«Lo sbocco a Nord è l’unico futuro per la ferrovia»
Mainardi sull’elettrificazione: «Non serve a ridurre i tempi Collegare Calalzo all’Austria sarebbe l’investimento giusto»
Calalzo di Cadore, 13 agosto 2006. Treno regionale da Padova composto da carrozze UIC X e trainato dal locomotore diesel D445 1096 in arrivo sul binario 1.
BELLUNO. «Se l’obiettivo è ridurre i tempi di percorrenza, l’elettrificazione non serve». Bortolo Mainardi, architetto cadorino e componente della Commissione Via del ministero dell’Ambiente, interviene sul futuro della ferrovia bellunese stuzzicato dalla visita di Matteo Renzi a Belluno. Il segretario Pd, infatti, è arrivato in città in macchina, perché il treno su cui viaggia è a trazione elettrica.
«Il problema principale delle linee bellunesi sta nei tempi necessari per raggiungere Mestre o Padova e se vogliamo risolverlo l’elettrificazione non è la soluzione. I tempi di percorrenza, infatti», spiega Mainardi, «dipendono dal tracciato. Prendiamo ad esempio la linea Belluno Conegliano. Lungo il Fadalto in 20 chilometri ci sono 21 gallerie che sono troppo basse per essere attrezzate con l’elettrificazione e, anche se si procedesse a un loro ampliamento, i tempi non cambierebbero».
Il vero nodo, secondo Mainardi, sta nell’immaginare un futuro per il servizio ferroviario nel bellunese: «Qui manca una strategia ferroviaria, che appare quanto mai necessaria in prospettiva, perché tratte come la Ponte nelle Alpi - Calalzo stanno diventando rami secchi che con gli anni rischiano la chiusura, perché altamente anti economiche e pochissimo utilizzate. «Se vogliamo dare un respiro più ampio a questa linea dobbiamo puntare a trasformarla nello sbocco a Nord del Veneto.

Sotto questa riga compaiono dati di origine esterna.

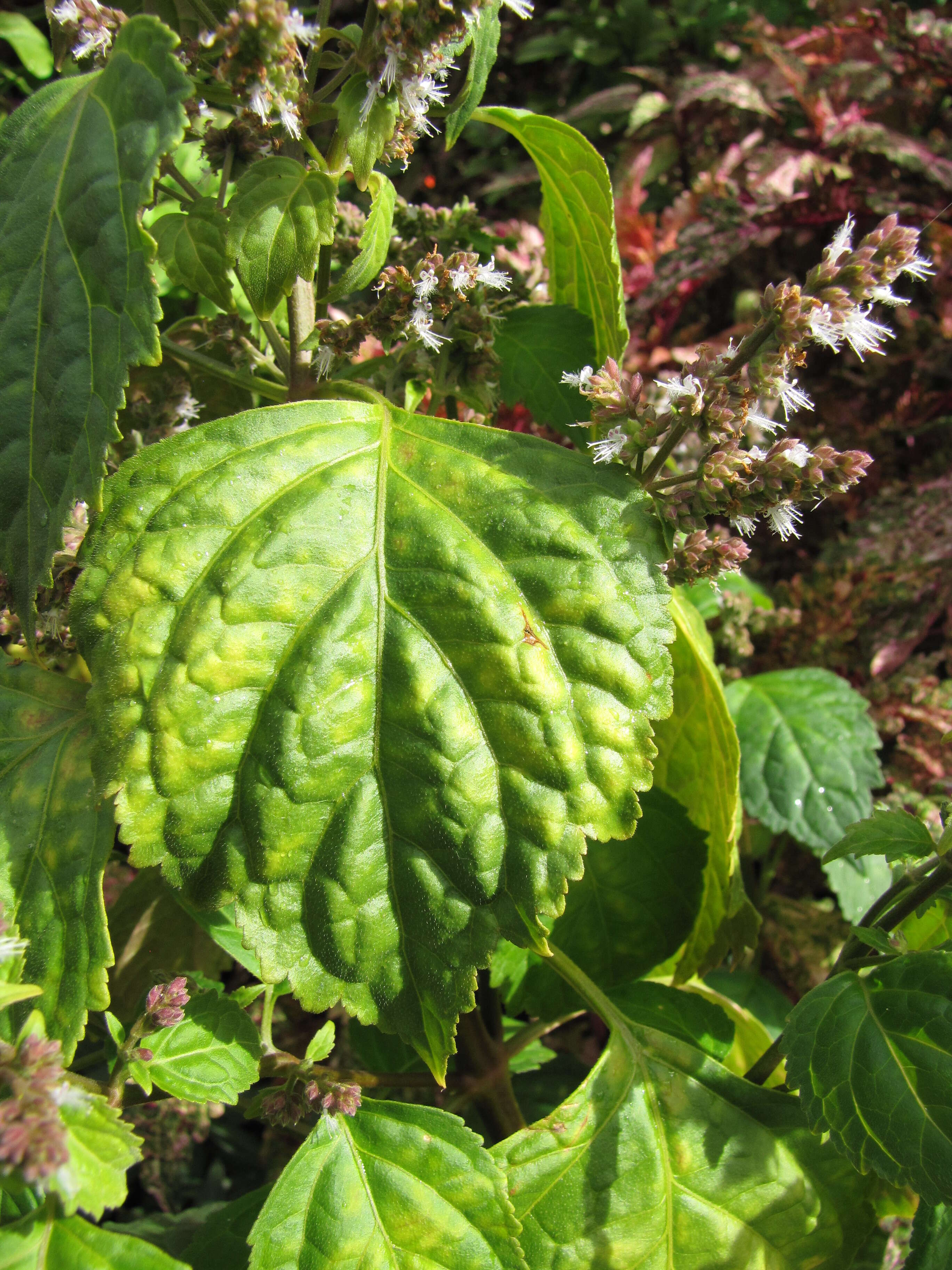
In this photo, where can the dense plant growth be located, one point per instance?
(425, 840)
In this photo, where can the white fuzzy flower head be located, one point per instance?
(793, 398)
(498, 280)
(785, 520)
(862, 333)
(842, 241)
(609, 447)
(582, 382)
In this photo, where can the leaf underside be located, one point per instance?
(378, 675)
(873, 1060)
(78, 303)
(54, 846)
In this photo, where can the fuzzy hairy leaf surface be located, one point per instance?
(379, 676)
(397, 1185)
(210, 1057)
(280, 216)
(699, 762)
(664, 1161)
(578, 220)
(535, 345)
(808, 752)
(193, 251)
(54, 846)
(633, 909)
(78, 303)
(41, 1241)
(873, 1060)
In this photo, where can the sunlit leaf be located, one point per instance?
(78, 303)
(379, 675)
(54, 846)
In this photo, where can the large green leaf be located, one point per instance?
(54, 846)
(278, 218)
(78, 303)
(536, 345)
(634, 907)
(375, 241)
(102, 1147)
(699, 762)
(663, 1160)
(578, 220)
(193, 251)
(873, 1060)
(397, 1185)
(41, 1241)
(808, 752)
(210, 1057)
(485, 33)
(378, 675)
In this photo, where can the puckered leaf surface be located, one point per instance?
(78, 304)
(808, 752)
(397, 1185)
(54, 846)
(662, 1160)
(873, 1060)
(379, 676)
(210, 1057)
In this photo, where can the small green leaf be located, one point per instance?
(686, 1015)
(42, 1242)
(663, 1159)
(278, 218)
(808, 752)
(365, 140)
(873, 1060)
(894, 835)
(320, 1044)
(931, 1248)
(423, 658)
(536, 345)
(578, 220)
(102, 1147)
(78, 303)
(29, 42)
(375, 241)
(211, 1056)
(397, 1176)
(223, 1241)
(54, 846)
(193, 251)
(483, 55)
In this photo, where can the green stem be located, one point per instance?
(252, 383)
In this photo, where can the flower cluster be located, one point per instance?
(714, 409)
(32, 1135)
(166, 1004)
(88, 26)
(258, 55)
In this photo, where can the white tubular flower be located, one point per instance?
(426, 285)
(793, 398)
(842, 241)
(493, 277)
(798, 455)
(582, 382)
(887, 296)
(826, 329)
(862, 333)
(609, 447)
(785, 520)
(919, 267)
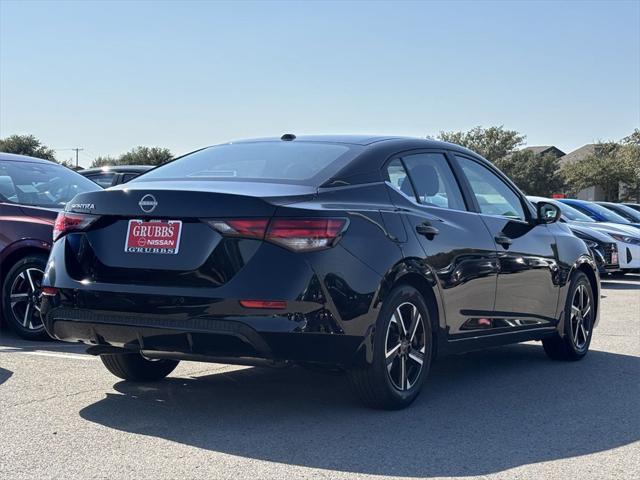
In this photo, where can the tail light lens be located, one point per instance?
(71, 222)
(297, 234)
(248, 227)
(305, 234)
(267, 304)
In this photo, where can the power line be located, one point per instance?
(77, 150)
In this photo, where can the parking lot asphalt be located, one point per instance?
(507, 412)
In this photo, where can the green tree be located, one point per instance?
(492, 143)
(633, 139)
(629, 154)
(533, 174)
(145, 156)
(607, 168)
(26, 145)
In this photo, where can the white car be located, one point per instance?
(627, 237)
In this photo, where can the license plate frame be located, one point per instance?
(153, 237)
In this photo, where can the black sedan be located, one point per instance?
(370, 254)
(109, 176)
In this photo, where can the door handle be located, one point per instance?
(503, 240)
(427, 230)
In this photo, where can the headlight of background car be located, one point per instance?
(625, 238)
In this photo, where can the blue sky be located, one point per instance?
(108, 76)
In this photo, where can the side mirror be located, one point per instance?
(547, 212)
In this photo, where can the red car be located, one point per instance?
(32, 192)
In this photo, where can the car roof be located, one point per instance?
(117, 169)
(347, 139)
(12, 157)
(371, 152)
(574, 200)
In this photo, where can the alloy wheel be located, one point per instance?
(581, 317)
(24, 298)
(405, 346)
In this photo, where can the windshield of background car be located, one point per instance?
(305, 163)
(629, 213)
(570, 213)
(41, 184)
(609, 215)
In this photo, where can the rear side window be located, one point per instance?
(104, 179)
(288, 162)
(432, 181)
(493, 195)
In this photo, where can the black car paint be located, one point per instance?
(334, 295)
(114, 175)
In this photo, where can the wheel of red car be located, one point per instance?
(21, 293)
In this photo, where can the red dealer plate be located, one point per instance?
(155, 236)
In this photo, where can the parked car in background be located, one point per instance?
(32, 192)
(598, 212)
(626, 235)
(114, 175)
(623, 210)
(370, 254)
(602, 245)
(635, 206)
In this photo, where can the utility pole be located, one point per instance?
(77, 150)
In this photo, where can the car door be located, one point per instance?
(454, 241)
(528, 284)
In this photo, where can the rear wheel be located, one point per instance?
(136, 368)
(402, 353)
(21, 293)
(579, 315)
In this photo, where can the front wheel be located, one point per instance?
(579, 317)
(402, 353)
(21, 294)
(134, 367)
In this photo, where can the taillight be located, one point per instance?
(247, 227)
(304, 235)
(267, 304)
(298, 234)
(71, 222)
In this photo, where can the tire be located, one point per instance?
(574, 344)
(382, 384)
(21, 297)
(135, 368)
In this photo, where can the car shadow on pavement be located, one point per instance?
(480, 413)
(4, 375)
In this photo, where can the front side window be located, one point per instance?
(398, 178)
(41, 184)
(433, 181)
(493, 195)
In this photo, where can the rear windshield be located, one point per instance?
(41, 184)
(283, 162)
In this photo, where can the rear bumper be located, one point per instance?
(629, 256)
(280, 339)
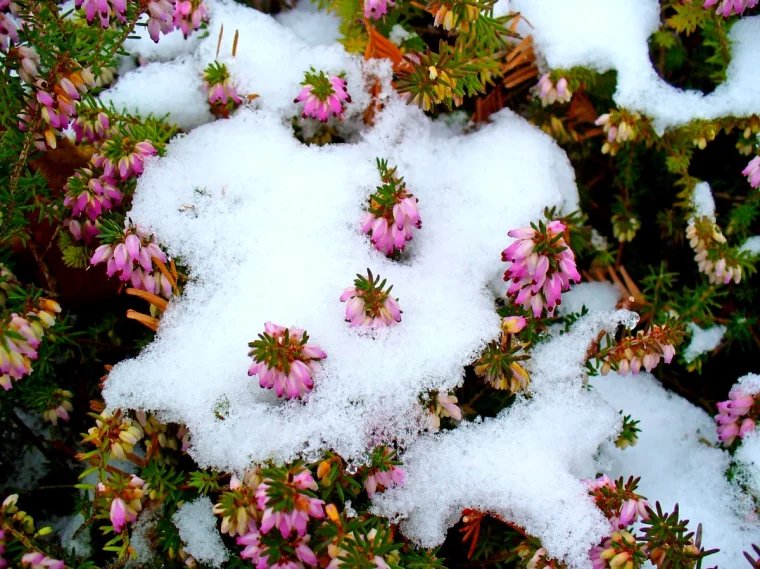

Collegare Calalzo all’Austria e dunque all’Europa, all’altezza di Sillian via Sega Digon è l’unico modo per dare un senso e un futuro alla ferrovia bellunese e cadorina». Eppure Mainardi è contrario al Trenino delle Dolomiti: «Quell’idea è poco seria e quasi per nulla utile e di sicuro non servirà a tenere in vita una linea in forte deficit. Attualmente la Regione Veneto spende 400 milioni di euro all’anno per il trasporto pubblico, di cui 150 per quello ferroviario. La sostenibilità economica non può non essere tenuta in considerazione. Bisogna pensare al futuro con progetti seri e agganciarci alla rete europea risponde a queste necessità, anche perché il Veneto ha bisogno di uno sbocco a Nord», rimarca Mainardi, che in passato aveva già lanciato questa proposta.
«In occasione delle celebrazioni in memoria della Grande Guerra», ricorda l’architetto, «avevo proposto il motto “meno monumenti più investimenti” perché penso che per celebrare la fine della guerra non ci sia modo migliore che collegare i paesi europei che in passato si sono combattuti».
Chiaramente l’investimento sarebbe importante, ma meno di altri e darebbe maggior respiro e quindi più speranze a qualsiasi altro intervento di aggiornamento tecnologico o di tracciato sulle linee ferroviarie bellunesi.